The design of the visualisations drew on input from several RFLL activities and DUST tasks. In the RFLL workshop (WS) 2, communities discussed their expectations, hopes, and dreams in the context of their region’s sustainability transition. Inspired by the UNESCO Futures Literacy Lab format, the future perspectives were framed as probable and preferred futures. To emphasize the community lens, probable futures were later represented as a ‘head vs. the outside world’. To underline a territorial approach, preferred futures scenes were anchored in a geographic regional map. These two community perspectives were juxtaposed with a policy perspective. The policy perspective foresees the impact of a selection of current and upcoming place-based sustainability transition policies. To enhance comparison with LECs’ preferred futures, also this perspective was depicted in a regional geographic setting. The methods used for analysing the policy and the community perspectives, and the approach to creating the regional designs are described under the methodology chapter.

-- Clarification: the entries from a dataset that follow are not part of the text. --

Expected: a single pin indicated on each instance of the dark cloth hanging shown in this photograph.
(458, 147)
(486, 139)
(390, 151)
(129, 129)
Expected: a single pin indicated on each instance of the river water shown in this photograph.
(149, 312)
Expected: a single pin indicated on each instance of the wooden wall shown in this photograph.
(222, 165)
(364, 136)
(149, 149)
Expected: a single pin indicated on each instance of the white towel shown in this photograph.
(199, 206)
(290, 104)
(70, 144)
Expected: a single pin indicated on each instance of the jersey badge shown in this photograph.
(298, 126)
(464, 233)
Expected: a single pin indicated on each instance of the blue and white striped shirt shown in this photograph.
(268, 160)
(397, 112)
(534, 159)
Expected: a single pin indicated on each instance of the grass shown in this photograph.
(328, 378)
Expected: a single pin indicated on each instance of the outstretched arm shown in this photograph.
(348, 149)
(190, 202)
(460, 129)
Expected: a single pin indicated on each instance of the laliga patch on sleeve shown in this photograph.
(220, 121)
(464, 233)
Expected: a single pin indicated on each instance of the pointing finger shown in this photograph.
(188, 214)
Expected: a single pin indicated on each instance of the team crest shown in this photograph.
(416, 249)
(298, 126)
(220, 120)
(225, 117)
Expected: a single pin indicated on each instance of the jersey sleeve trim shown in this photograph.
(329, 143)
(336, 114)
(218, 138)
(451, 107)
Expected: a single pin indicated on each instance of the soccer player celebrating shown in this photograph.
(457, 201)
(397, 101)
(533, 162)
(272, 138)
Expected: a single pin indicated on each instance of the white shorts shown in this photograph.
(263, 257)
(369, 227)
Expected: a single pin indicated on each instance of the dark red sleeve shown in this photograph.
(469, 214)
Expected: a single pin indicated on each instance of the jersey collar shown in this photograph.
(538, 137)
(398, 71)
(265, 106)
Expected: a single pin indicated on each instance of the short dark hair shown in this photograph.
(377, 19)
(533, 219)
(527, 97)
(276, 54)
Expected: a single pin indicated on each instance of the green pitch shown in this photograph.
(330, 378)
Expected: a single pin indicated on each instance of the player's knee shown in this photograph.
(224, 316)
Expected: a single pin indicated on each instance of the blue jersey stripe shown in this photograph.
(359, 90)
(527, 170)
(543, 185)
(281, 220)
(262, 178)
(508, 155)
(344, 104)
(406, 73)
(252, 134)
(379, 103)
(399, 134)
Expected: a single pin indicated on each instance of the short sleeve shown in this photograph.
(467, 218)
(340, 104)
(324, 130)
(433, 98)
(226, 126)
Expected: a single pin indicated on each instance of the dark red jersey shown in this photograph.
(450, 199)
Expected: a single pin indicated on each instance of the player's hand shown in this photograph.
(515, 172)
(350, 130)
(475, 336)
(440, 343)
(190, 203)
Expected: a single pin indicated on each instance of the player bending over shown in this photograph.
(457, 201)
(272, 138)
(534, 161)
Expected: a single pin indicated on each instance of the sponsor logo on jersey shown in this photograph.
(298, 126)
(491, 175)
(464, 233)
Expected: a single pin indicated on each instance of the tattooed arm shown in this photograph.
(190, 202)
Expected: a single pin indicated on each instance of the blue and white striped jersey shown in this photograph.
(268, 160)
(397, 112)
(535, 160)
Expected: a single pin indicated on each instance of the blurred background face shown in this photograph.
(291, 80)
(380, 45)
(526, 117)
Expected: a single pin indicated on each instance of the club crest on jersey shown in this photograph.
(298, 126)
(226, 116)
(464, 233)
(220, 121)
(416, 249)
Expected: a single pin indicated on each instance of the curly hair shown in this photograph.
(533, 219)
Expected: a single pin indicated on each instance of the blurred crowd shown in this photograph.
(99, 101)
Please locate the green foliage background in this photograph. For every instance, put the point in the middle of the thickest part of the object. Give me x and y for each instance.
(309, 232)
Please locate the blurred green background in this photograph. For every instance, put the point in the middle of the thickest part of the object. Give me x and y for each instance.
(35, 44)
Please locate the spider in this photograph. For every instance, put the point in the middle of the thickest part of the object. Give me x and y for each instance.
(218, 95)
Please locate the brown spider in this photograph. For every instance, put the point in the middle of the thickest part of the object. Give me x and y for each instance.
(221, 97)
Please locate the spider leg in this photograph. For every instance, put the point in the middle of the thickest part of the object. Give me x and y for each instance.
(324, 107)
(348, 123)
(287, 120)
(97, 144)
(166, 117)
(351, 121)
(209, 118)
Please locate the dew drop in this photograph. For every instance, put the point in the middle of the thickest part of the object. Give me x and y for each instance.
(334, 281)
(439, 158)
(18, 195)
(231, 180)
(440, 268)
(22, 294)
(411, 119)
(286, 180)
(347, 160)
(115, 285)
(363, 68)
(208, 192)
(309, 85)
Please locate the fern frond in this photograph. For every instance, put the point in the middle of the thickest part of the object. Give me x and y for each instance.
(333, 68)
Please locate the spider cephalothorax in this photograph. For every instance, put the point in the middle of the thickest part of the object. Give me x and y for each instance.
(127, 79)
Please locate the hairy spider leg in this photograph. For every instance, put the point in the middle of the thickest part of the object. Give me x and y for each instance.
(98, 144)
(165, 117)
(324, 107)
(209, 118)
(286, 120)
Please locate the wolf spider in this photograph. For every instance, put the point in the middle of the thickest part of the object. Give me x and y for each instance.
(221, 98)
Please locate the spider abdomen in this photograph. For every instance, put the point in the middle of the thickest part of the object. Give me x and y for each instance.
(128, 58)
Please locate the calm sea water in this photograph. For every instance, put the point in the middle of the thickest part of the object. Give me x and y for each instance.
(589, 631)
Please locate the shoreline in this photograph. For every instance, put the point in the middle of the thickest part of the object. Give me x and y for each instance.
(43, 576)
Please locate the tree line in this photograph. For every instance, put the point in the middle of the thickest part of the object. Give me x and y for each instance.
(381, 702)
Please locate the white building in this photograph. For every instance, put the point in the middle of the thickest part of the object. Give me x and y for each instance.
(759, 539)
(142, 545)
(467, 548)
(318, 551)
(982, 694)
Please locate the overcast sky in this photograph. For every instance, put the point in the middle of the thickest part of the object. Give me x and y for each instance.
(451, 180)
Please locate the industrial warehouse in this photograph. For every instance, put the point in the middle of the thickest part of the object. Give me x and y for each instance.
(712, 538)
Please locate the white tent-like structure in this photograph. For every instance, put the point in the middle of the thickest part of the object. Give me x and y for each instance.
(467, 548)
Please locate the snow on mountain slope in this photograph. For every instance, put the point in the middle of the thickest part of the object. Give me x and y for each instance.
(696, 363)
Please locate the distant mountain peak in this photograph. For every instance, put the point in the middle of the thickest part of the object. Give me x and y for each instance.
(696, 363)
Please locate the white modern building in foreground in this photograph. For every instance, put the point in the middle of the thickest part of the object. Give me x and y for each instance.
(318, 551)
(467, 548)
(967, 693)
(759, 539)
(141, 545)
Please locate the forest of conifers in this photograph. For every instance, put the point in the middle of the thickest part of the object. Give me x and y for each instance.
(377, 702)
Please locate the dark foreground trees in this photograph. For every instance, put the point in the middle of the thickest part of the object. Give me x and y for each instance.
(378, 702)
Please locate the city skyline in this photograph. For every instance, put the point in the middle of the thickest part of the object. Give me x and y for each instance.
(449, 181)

The output of T4.3 is a series of four triptychs representing and comparing the community and policy futures in the four case study regions where the RFLLs take place. Output was and will be used in several consecutive DUST activities. During the RFLL WS 3 communities co-created policy statements, which were further on opened for large-scale digital deliberation on the DUST Pol.is platform (T4.5). The regional designs were used to inspire the formulation of the statements, and for Pol.is information campaigns in digital and physical environments. Additionally, regional designs were also used for community storytelling in WS3: LECs were invited to take these as a starting point for telling stories about their regions. Beyond the RFLLs, the regional designs will be included in the DUST citizen position papers (D5.3), and displayed in several DUST exhibitions (WP6, T6.7). Exhibitions will be curated in all four CS regions, displaying the regional designs alongside explanatory text and audio-visual material. The exhibition material will also be promoted be used in other policy, academic and civic contexts concerned with discussing the role of communities in just sustainability transition policies. T4.6 will assess the different uses of the regional designs in and beyond the RFLLs. D4.4 will present the results from this analysis.